Lors de sa visite à Beyrouth le 11 janvier, M. Hochstein a rencontré Najib Mikati, Premier ministre sortant, ainsi que Nabih Berry, président du Parlement, en plus du général Joseph Aoun, commandant en chef de l’armée. Il avait alors annoncé que les États-Unis, Israël et le Liban préféraient tous une solution diplomatique.

D’ailleurs, M. Mikati a aussi déclaré que Beyrouth était prêt à s’engager dans des pourparlers concernant la stabilité à long terme de la frontière sud avec Israël.

M. Hochstein a affirmé aux journalistes de Reuters qu’il espérait que «nous tous, des deux côtés de la frontière», parviendrons à une solution qui permettrait au Liban et à Israël de vivre dans des conditions de sécurité garanties.

Quatre responsables libanais informés de la situation ont rapporté à Reuters que M. Hochstein avait discuté d’idées visant à promouvoir «un accord négocié réglant le statut des zones frontalières contestées», mais qu’il n’avait présenté aucun projet de proposition. Ces responsables n’ont pas donné de détails sur la question.

Le Hezbollah, entre les projets iraniens et lÉtat libanais


Fer de lance de l’«axe de la résistance» allié à l’Iran, le Hezbollah a déclaré que ses combats à la frontière libano-israélienne ont aidé les Palestiniens en affaiblissant l’armée israélienne et en chassant des dizaines de milliers d’Israéliens de leurs maisons au nord d’Israël.

Le Hezb a affirmé, à plusieurs reprises, qu’il continuera à tirer des roquettes sur Israël jusqu’à ce qu’il y ait un cessez-le-feu total à Gaza.

Malgré cela, «l’ouverture du Hezbollah aux contacts diplomatiques témoigne d’une aversion pour une guerre plus large», ont souligné à Reuters un responsable libanais ainsi qu’une source sécuritaire libanaise, «même après la mort du dirigeant du Hamas, Saleh el-Arouri, d’une frappe israélienne» qui l’a atteint au cœur de Beyrouth, le 2 janvier.

«Même si les combattants alignés sur l’Iran attirent les tirs américains ailleurs dans la région et que l’Iran lance des frappes en Syrie et en Irak, Téhéran répugnerait à voir le Hezbollah et le Liban soumis à une destruction massive, notamment parce qu’il a déjà dû payer la facture de la reconstruction», a expliqué à Reuters Mohanad Hage Ali, directeur adjoint du centre Carnegie pour le Moyen-Orient, un groupe de réflexion basé à Beyrouth.

Le ministre iranien des Affaires étrangères, Hossein Amir Abdollahian, a déclaré, mercredi, que les attaques de «l’axe de la résistance» contre Israël et ses intérêts cesseraient si la guerre de Gaza prenait fin.

M. Hage Ali a avancé, à cet égard, que le Hezbollah souhaitait clairement éviter un conflit à grande échelle. «Un processus dans lequel il peut s’engager, ou soutenir l’État libanais dans ses négociations, offrirait les avantages d’une désescalade», a-t-il déclaré à Reuters.

Initiatives diplomatiques et risque descalade

La diplomatie se heurte à d’importantes complications et de nombreux observateurs estiment qu’il existe un risque sérieux d’escalade des combats, selon les analyses de Reuters.
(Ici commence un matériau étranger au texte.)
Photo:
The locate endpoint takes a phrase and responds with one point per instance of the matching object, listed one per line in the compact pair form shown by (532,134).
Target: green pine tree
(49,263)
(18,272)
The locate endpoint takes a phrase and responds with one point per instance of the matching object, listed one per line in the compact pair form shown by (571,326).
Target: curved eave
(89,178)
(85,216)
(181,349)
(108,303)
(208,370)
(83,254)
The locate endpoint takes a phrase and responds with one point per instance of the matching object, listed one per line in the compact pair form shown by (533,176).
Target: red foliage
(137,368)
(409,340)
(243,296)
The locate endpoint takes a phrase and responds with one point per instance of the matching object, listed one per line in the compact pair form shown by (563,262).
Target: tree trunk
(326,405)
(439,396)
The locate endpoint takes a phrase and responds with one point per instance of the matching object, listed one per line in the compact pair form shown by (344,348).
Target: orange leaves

Une telle escalade lancerait une nouvelle phase importante du conflit régional.

Pour sa part, Israël a déclaré vouloir éviter la guerre. Pourtant, l’État hébreu et le Hezbollah se disent prêts à se battre si nécessaire. En effet, Israël a prévenu qu’il réagirait de manière plus agressive si un accord visant à sécuriser la zone frontalière avec le Liban n’était pas conclu.
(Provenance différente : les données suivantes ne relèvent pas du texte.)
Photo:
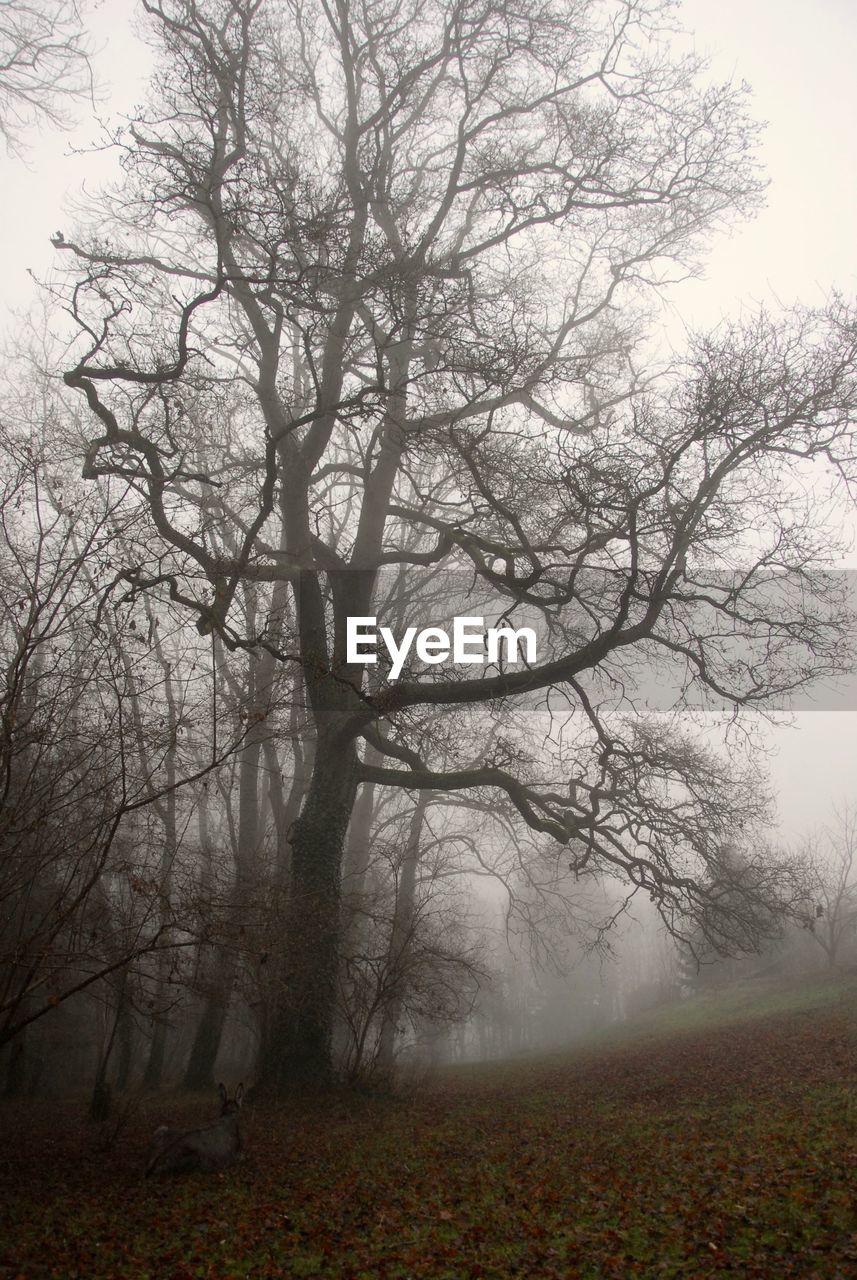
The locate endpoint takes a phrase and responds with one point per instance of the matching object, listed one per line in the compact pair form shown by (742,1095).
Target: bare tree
(44,65)
(397,260)
(830,858)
Le porte-parole du gouvernement israélien, Eylon Levy, a déclaré qu’il y avait «encore une fenêtre d’opportunité diplomatique» pour pousser le Hezbollah à s’éloigner de la frontière, en réponse à une question de Reuters lors d’un point presse, mercredi.
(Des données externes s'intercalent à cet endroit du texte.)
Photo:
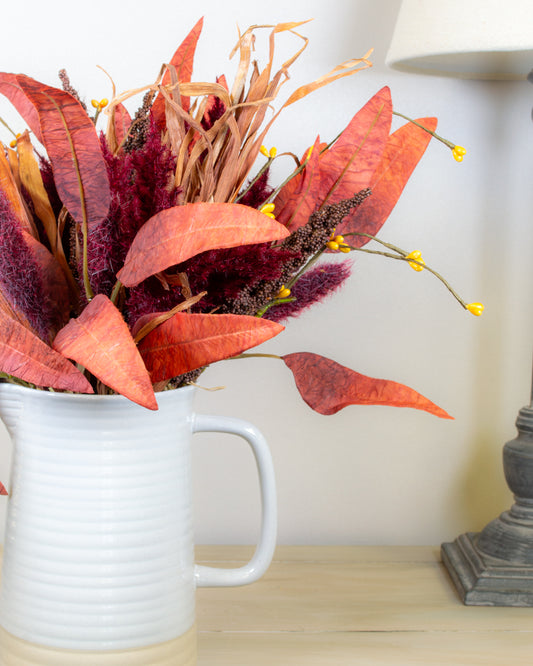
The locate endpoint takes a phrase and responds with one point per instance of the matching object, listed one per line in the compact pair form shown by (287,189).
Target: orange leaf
(298,199)
(182,61)
(99,339)
(402,153)
(10,87)
(9,188)
(344,169)
(24,355)
(189,341)
(327,387)
(70,139)
(122,122)
(347,167)
(181,232)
Parallèlement, un responsable israélien a dévoilé à Reuters que le gouvernement israélien avait «transmis de nombreuses demandes», sans donner de détails. «D’une manière ou d’une autre, nos 80.000 résidents du Nord rentreront chez eux», a lancé le responsable.

La France a également été impliquée dans des efforts de désescalade. Une source proche de l’initiative française a déclaré que les commentaires publics de Hassan Nasrallah évoquant une possible entente frontalière étaient «des messages directs aux Américains et aux Français», disant indirectement: «La porte est ouverte» aux négociations.